Such complications might be avoided if insulin was released into the blood only when needed, according to immunologist Bent Formby of the Sansum Medical Research Foundation in Santa Barbara. A pancreas transplant might achieve this goal, but transplanted pancreases normally provoke a strong immune response, making this organ even more likely to be rejected than a heart or kidney.

Moreover, only small clusters of pancreatic cells, called islets, actually secrete insulin. The rest of the pancreas, which is about the size and shape of a fillet of sole, produces only digestive enzymes and plays no role in diabetes.

It is very difficult to separate adult islets from the pancreas for transplants, Formby said.

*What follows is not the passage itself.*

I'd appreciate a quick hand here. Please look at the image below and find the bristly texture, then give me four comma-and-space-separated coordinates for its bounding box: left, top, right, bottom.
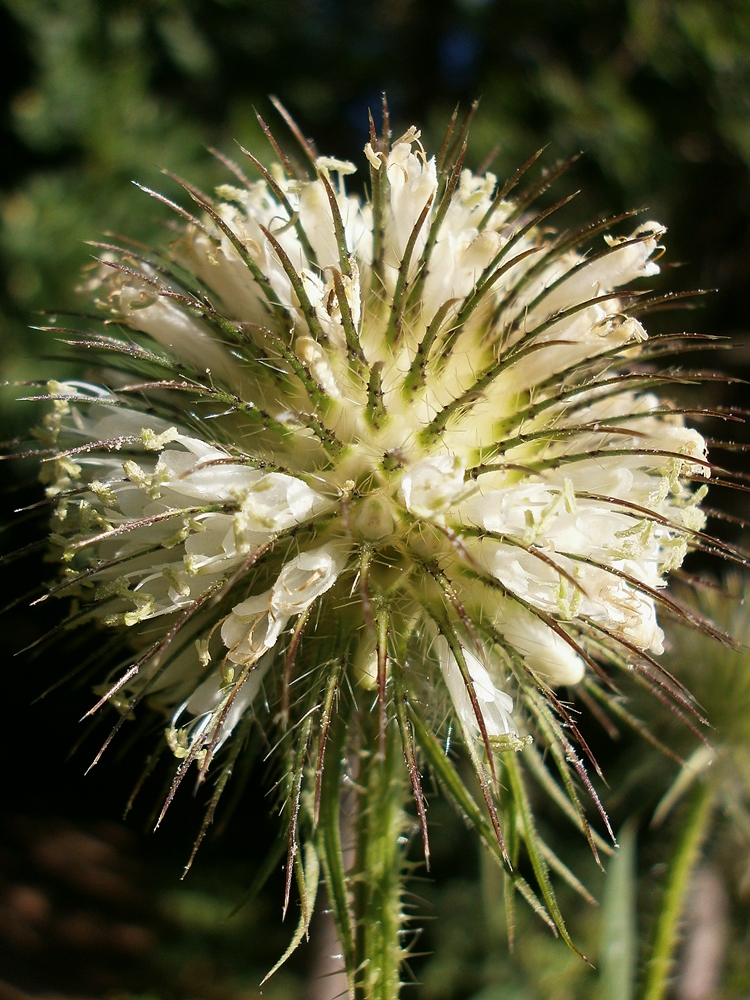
19, 105, 724, 997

But islets develop earlier than the enzyme-producing cells and, at about the 14th week of gestation, can be separated readily from the aspirin-sized fetal pancreas.

Shultz was one of seven diabetics who have had such islets implanted at Sansum, a small diabetes research institute founded in 1944 by Dr. William D. Sansum, who was the first American to use insulin to treat diabetes.

To perform an implant, Sansum technicians slice fetal pancreases into small pieces and treat the pieces with enzymes to free the islets. About 25 fetal pancreases would be necessary to provide sufficient daily insulin for an adult--for as long as the cells live. But Formby said he has never been able to obtain more than 14 in his weekly shipments.

The ability to keep such cells alive varies greatly among laboratories, ranging from days to months, according to researchers in the field.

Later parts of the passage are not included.